Tante musste ihre Miene gedeutet haben. »Aber geh ruhig hin, Kind. Versuch es. Du könntest …« Sie zuckte die Achseln, unfähig, irgendwelche ermutigenden Worte zu finden.
Einen Monat nach ihrer Ankunft und zwei Monate bevor Onkel sie allein in ihrem Bett in der Ecke entdeckte, lernte Malaika Jai Hussein kennen. Er wartete auf der Treppe des Krankenhauses, ebenso wie sie, aber aus seiner guten Kleidung schloss sie, dass er nicht vorhatte, um Arbeit zu betteln. Er war schon seit einiger Zeit vor der Steintreppe auf und ab gegangen. Er trug eine baumwollene Trainingshose, ein weißes T-Shirt und eine Schirmmütze, auf der
Reebok
stand, und er sah aus, als wäre er auf dem Weg zum Fußballfeld oder zum Tennisplatz.

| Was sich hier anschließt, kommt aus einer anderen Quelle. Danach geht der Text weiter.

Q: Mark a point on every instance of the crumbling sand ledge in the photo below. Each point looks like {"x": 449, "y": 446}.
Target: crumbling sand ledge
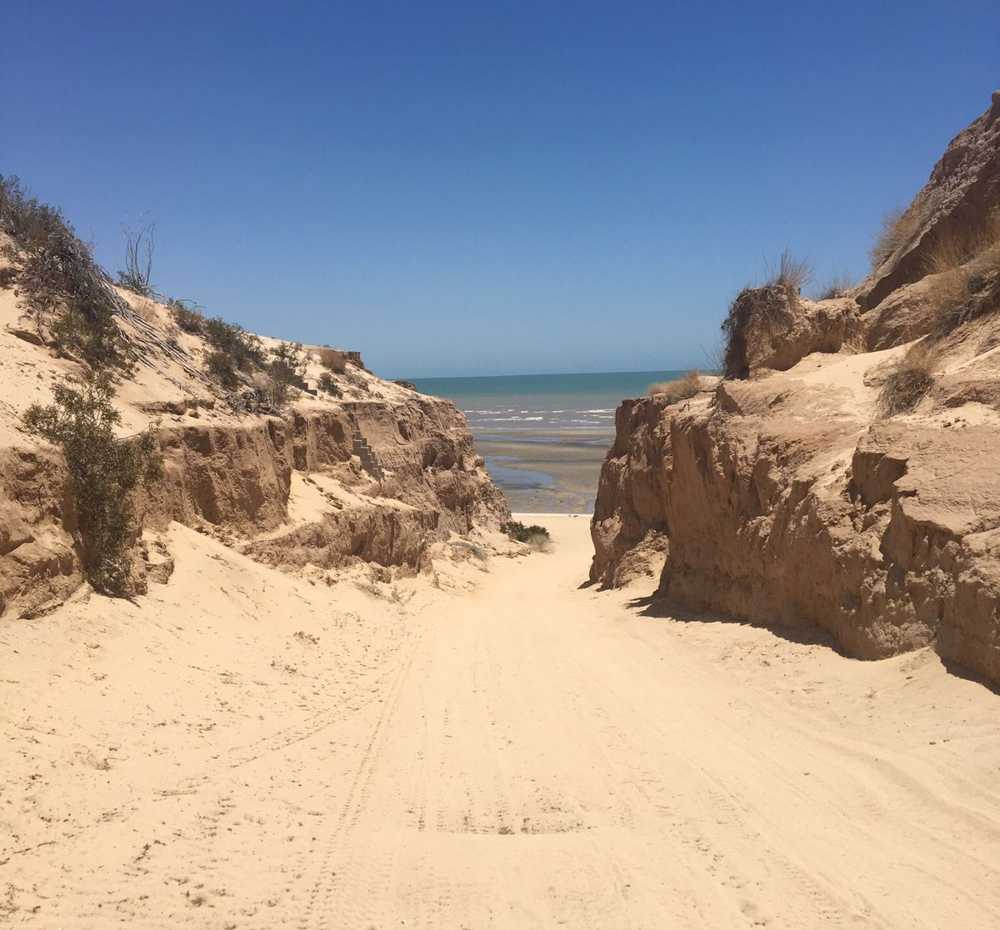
{"x": 784, "y": 496}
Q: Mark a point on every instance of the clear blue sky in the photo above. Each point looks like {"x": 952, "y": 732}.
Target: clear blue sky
{"x": 477, "y": 188}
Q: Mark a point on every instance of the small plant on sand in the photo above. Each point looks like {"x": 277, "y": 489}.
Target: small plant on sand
{"x": 677, "y": 390}
{"x": 908, "y": 382}
{"x": 188, "y": 318}
{"x": 138, "y": 262}
{"x": 61, "y": 286}
{"x": 767, "y": 305}
{"x": 234, "y": 350}
{"x": 961, "y": 261}
{"x": 104, "y": 471}
{"x": 838, "y": 286}
{"x": 328, "y": 384}
{"x": 898, "y": 228}
{"x": 286, "y": 370}
{"x": 535, "y": 536}
{"x": 332, "y": 359}
{"x": 792, "y": 273}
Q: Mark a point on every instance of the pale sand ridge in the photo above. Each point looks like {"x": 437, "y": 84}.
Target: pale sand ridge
{"x": 527, "y": 754}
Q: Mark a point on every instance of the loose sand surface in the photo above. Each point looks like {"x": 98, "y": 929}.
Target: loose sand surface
{"x": 244, "y": 749}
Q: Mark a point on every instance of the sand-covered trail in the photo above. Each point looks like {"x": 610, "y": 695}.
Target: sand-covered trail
{"x": 524, "y": 755}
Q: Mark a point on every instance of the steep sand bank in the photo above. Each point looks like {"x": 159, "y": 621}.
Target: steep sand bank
{"x": 568, "y": 462}
{"x": 241, "y": 748}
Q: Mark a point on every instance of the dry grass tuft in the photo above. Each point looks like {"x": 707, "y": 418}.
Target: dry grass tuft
{"x": 908, "y": 382}
{"x": 961, "y": 261}
{"x": 333, "y": 360}
{"x": 792, "y": 273}
{"x": 677, "y": 390}
{"x": 899, "y": 226}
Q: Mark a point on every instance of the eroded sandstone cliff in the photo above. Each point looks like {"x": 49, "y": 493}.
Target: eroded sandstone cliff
{"x": 368, "y": 471}
{"x": 789, "y": 495}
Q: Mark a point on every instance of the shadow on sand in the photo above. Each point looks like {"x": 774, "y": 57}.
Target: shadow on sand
{"x": 657, "y": 607}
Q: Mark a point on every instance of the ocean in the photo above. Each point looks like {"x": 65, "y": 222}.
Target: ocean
{"x": 544, "y": 437}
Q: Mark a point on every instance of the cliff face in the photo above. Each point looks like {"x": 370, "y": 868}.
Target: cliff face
{"x": 376, "y": 474}
{"x": 790, "y": 496}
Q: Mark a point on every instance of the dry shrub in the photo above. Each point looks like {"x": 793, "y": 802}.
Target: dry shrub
{"x": 329, "y": 385}
{"x": 138, "y": 269}
{"x": 535, "y": 536}
{"x": 899, "y": 226}
{"x": 286, "y": 370}
{"x": 908, "y": 382}
{"x": 333, "y": 360}
{"x": 962, "y": 261}
{"x": 60, "y": 284}
{"x": 190, "y": 319}
{"x": 792, "y": 273}
{"x": 677, "y": 390}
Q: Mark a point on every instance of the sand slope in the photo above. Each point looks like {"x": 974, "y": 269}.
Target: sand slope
{"x": 527, "y": 754}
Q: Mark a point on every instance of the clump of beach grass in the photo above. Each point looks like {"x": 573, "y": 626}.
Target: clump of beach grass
{"x": 908, "y": 382}
{"x": 678, "y": 389}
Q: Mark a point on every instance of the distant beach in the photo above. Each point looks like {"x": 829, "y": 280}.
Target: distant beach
{"x": 544, "y": 437}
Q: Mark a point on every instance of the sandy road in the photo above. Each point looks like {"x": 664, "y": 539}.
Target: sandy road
{"x": 526, "y": 755}
{"x": 547, "y": 758}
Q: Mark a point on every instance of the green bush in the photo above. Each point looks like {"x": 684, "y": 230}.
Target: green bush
{"x": 60, "y": 284}
{"x": 534, "y": 535}
{"x": 242, "y": 348}
{"x": 104, "y": 471}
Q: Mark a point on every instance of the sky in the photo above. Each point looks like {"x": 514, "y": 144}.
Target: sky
{"x": 487, "y": 188}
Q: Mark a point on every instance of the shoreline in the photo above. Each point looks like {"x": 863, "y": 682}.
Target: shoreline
{"x": 555, "y": 471}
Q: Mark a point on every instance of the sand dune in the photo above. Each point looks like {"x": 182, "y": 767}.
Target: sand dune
{"x": 244, "y": 749}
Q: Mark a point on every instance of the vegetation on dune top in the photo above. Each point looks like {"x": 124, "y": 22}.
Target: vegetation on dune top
{"x": 535, "y": 536}
{"x": 63, "y": 289}
{"x": 104, "y": 471}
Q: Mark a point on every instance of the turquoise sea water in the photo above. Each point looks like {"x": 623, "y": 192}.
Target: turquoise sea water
{"x": 544, "y": 437}
{"x": 534, "y": 406}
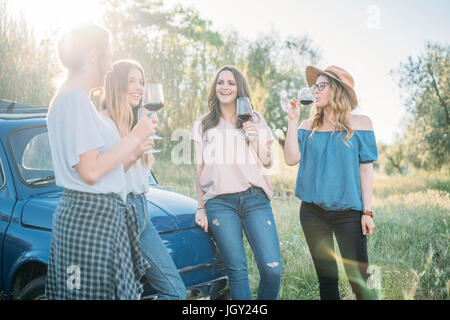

Malaika warf ihm verstohlene Blicke zu, wenn sie glaubte, dass er es nicht bemerken würde. Er war in seinen dick besohlten Laufschuhen beinahe eins fünfundachtzig groß, aber sein Bart wirkte, als hätte er schon einige Zeit versucht, ihn wachsen zu lassen, ohne die Lücke zwischen seinem Kinn und dem dünnen, weichen Haarfinger an seiner Schläfe überbrücken zu können. Ohne den Bart hätte er ein Engel sein können. Immer vorausgesetzt, es gab Engel in Indien. Sein braunes, herzförmiges Gesicht hatte vollendete Proportionen, die Nase war gerade und schmal, die Lippen weich und voll. Seine Brauen bogen sich über wunderschönen dunkelbraunen Augen.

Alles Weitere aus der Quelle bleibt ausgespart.